Side Effects & Overdose

Side Effects

Adverse effects of buprenorphine are generally less pronounced than with full mu-opioid agonists but may still occur, particularly with higher doses or when combined with other sedatives. Most effects are related to CNS or opioid receptor activity.

  • Sedation: Most common adverse effect; degree varies between individuals.
  • Respiratory depression: Rare but possible, especially in compromised patients or when combined with other CNS depressants.
  • Cardiovascular effects: May cause mild decreases in heart rate and blood pressure.
  • Behavioral changes (cats): Mydriasis, excessive purring, pacing, rubbing, hiding, agitation, or disorientation may occur.
  • Hyperthermia (cats): Mild postoperative hyperthermia has been reported.
  • Gastrointestinal effects: Vomiting, hypersalivation, or anorexia may occur; constipation has been reported.
  • Dogs: Salivation, bradycardia, hypothermia, agitation, dehydration, miosis, and rarely tachycardia or hypertension may occur.
  • Injection site reactions: Reported with some extended-release formulations.

Overdose

Buprenorphine has a relatively wide margin of safety; however, overdose may result in exaggerated opioid effects, particularly CNS and respiratory depression.

  • Common overdose signs (dogs): Vocalization, ataxia, hypersalivation, hypothermia, and lethargy.
  • Severe effects: Marked respiratory depression, bradycardia, or profound sedation.
  • Treatment: Supportive care including airway management and oxygen supplementation.
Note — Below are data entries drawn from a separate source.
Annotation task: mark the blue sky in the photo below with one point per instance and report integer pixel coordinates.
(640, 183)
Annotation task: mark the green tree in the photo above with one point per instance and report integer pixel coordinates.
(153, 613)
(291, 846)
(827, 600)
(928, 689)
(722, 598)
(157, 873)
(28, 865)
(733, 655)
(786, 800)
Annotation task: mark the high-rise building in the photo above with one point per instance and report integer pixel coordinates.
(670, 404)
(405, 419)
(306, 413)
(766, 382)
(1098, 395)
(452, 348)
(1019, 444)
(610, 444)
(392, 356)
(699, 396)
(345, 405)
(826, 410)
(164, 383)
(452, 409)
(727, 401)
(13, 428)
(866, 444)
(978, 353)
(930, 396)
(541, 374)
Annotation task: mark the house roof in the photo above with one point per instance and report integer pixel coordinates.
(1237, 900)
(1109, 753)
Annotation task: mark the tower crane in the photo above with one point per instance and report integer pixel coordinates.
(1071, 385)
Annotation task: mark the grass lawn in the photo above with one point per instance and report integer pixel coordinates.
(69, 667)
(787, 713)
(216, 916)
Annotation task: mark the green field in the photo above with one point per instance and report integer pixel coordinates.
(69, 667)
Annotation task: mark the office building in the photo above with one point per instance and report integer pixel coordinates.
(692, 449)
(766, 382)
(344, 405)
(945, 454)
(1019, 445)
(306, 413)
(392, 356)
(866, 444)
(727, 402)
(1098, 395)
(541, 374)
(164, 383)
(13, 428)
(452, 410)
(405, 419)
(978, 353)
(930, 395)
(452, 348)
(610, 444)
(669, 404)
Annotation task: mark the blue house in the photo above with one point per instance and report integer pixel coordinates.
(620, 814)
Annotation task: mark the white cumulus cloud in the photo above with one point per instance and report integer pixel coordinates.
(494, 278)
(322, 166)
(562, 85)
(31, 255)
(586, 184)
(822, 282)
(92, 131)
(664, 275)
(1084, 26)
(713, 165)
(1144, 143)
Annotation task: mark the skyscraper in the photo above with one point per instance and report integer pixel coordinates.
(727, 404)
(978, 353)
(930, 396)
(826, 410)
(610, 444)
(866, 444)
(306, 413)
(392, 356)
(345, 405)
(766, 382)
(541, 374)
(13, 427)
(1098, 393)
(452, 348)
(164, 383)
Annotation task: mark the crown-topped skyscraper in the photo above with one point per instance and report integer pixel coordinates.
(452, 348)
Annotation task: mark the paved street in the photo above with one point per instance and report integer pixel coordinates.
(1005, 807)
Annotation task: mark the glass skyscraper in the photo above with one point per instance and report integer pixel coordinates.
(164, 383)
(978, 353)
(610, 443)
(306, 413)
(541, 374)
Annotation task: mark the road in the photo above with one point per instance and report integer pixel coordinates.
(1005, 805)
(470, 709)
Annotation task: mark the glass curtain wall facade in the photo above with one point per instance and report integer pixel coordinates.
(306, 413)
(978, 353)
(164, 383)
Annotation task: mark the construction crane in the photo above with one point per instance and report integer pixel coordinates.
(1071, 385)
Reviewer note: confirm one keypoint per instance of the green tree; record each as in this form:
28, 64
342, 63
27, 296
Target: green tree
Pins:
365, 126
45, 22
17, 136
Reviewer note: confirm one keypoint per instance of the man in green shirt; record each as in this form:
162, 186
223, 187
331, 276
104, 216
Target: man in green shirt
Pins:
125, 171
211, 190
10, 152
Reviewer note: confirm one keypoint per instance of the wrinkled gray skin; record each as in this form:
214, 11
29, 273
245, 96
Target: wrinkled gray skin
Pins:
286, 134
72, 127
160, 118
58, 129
Naloxone may be used, but higher or repeated doses may be required due to buprenorphine’s high receptor affinity.
  • Additional support: Doxapram has been suggested in cases involving significant respiratory or cardiac effects.

Key Notes

Practical clinical considerations to optimize safe and effective use of buprenorphine in dogs and cats:

  • Slower onset of analgesia: Analgesic effect may not be fully established until approximately 30 minutes after administration; plan perioperative timing accordingly.
  • Analgesic ceiling effect: Increasing the dose beyond recommended ranges may not proportionally increase analgesia due to partial agonist activity at the mu receptor.
  • Shorter duration in some cats: Although often described as lasting 6–8 hours, clinical analgesia may be as short as 4 hours in some individuals.
  • Variable response: Significant interpatient variability exists, especially with SC and buccal/OTM administration; pain scoring and reassessment are essential.
  • Extended-release products: Long-acting feline formulations (e.g., high-concentration SC or transdermal products) provide prolonged analgesia but must be administered exactly as labeled.
  • Multimodal approach recommended: Combining buprenorphine with NSAIDs or other analgesics typically provides superior pain control compared with opioid monotherapy.
  • Controlled substance handling: Accurate documentation, secure storage, and compliance with regulatory requirements are mandatory in clinical practice.